Inquest rules Fil-Am’s death in police hands as ‘accidental’
MARTINEZ, California –An inquest jury on Aug. 20 ruled that Fil-Am Angelo Quinto’s death in the hands of police was accidental, after a medical pathologist testified that Quinto died from “excited delirium.”
Quinto’s family and their lawyers called the ruling “nonsense.”
In December 2020, Quinto family members called Antioch, California police to their family home as the 30-year-old U.S. Navy veteran was having a mental health crisis.
The family claims that responding officers knelt on Quinto’s neck for more than six minutes while he was handcuffed while pinned face down on the floor. Quinto eventually lost consciousness and died three days later in the hospital.
The Contra Costa County’s coroner’s office says Quinto died by “excited delirium,” and the pathologist stood by the controversial ruling.
“That’s a joke and it was so much of a joke that I laughed and walked out,” said Ben Nisenbaum, an attorney for the Quinto family.
The American Medical Association opposes using “excited delirium” as a medical diagnosis and denounces it as sole justification for excessive force by police, NBC Bay Area News reported.
“Excited delirium really was bogus in my point of view. There’s no factual basis to support that,” said Civil Rights Attorney John Burris, who also described the police action as “restrained asphyxiation.”

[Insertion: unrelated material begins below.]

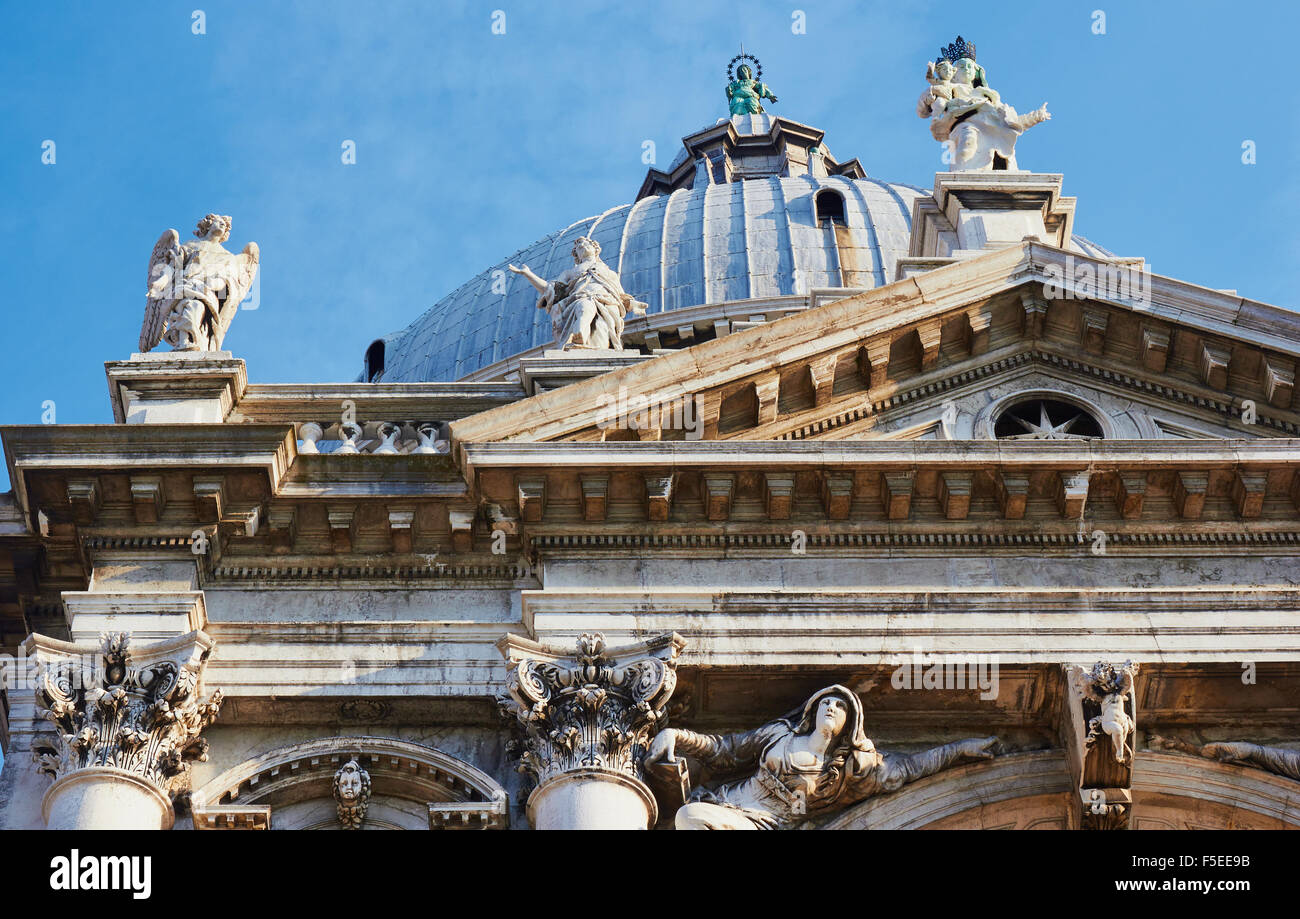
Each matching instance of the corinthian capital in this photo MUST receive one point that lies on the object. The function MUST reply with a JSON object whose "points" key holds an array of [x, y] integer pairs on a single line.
{"points": [[592, 709], [126, 707]]}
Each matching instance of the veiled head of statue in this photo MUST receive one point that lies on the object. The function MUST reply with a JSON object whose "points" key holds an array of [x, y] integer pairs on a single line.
{"points": [[852, 733], [966, 70]]}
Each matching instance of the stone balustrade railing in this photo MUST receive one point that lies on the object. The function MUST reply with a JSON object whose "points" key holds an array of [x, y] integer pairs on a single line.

Burris is representing the Quinto family in a civil lawsuit filed in the U.S. District Court in the Northern District of California against Antioch police. The family is also fighting to reform the Antioch Police Department.
Quinto’s mother and sister are upset that they weren’t called to the stand to testify at the inquest. His stepfather, Robert Collins, said they now hope to find some kind of justice in the civil suit trial over his stepson’s death.